Doug Nurse - Staff Thursday February 10
Rockdale County has been fined $11,500 by the state's Environmental Protection Division for 29 sewage spills into area waterways.
The fines would have been higher, but EPD reduced them because the county has been under an EPD order to fix its system since 1998 and is spending $16 million to upgrade its treatment plants and repair and refurbish its sewer lines, said Jeff Larson, manager of permitting and enforcement of water protection for the EPD.
"We used an expedited process which allows us to reduce the penalties to move forward and get it behind us," Larson said.
Laurie Ashmore, director of the county's waste water system, said conversations with EPD staff suggested the fines had been halved.
She said the county has spent about $7 million to fix and upgrade the system thus far.
"I think it's paying off," she said. "In the early part of last year, we had more overflows from lift stations than in the latter part of the year, and I think that's reflective of the equipment replacement and the strong effort we're making."
There were seven lift stations spills from March to August and one from August to December.

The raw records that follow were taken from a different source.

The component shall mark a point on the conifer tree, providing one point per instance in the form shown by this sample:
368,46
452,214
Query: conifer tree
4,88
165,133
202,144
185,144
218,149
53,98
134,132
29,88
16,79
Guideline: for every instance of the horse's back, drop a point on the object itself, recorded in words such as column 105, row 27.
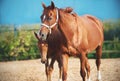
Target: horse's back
column 94, row 29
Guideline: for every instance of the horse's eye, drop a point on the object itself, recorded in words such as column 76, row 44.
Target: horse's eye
column 49, row 18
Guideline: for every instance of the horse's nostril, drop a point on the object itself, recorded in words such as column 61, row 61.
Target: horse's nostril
column 42, row 35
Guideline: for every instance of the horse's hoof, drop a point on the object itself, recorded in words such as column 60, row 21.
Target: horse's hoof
column 60, row 80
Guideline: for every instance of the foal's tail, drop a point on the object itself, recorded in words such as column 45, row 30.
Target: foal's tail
column 99, row 23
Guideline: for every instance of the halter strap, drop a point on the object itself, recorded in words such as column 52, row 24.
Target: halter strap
column 51, row 26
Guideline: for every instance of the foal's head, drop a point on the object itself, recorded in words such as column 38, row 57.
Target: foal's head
column 49, row 19
column 43, row 47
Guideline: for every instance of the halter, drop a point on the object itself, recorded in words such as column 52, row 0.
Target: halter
column 51, row 26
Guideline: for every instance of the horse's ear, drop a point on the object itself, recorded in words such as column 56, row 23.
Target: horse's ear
column 52, row 5
column 43, row 5
column 36, row 35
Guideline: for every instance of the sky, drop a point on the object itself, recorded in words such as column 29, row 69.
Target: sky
column 29, row 11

The largest spill, 172,800 gallons, occurred in November in a wooded area on Pine Log Road. The volume was so great because a county-hired survey crew waited two weeks to report the spill.
Twenty-four spills were categorized as minor mishaps of less than 8,000 gallons. Five were considered major spills.
Another large spill occurred into Snapping Shoals Creek in January when a pump lost power during an ice storm. One of the smallest spills was in March when 75 gallons of effluent spilled at Cedar Brook Court.
Some overflows occurred because grease blocked the pipes and caused backups, Ashmore said, pleading: "Please, don't pour grease in your pipes."
OMI, a private contractor that manages and operates the waste water system, will pay $3,350 for spills at plants. The county is responsible for spills from the collection system.
Another contractor is paying $1,100 for breaking a sewer line during construction. "They didn't know the pipe was there, and there was some digging and blasting going on," Ashmore said.
Another large spill, about 109,000 gallons, flowed into Snapping Shoals Creek in January when a pump lost power during an ice storm. That spill wasn't reflected in the latest EPD order.
The county falls under the metro Atlanta zero-tolerance policy in which all spills must be reported immediately and draw a penalty.
"We're making progress," Ashmore said. "We're trying to deal with maintenance and we're looking for trends in areas of repeat spills to be in front of those problems instead of just reacting when spills occur."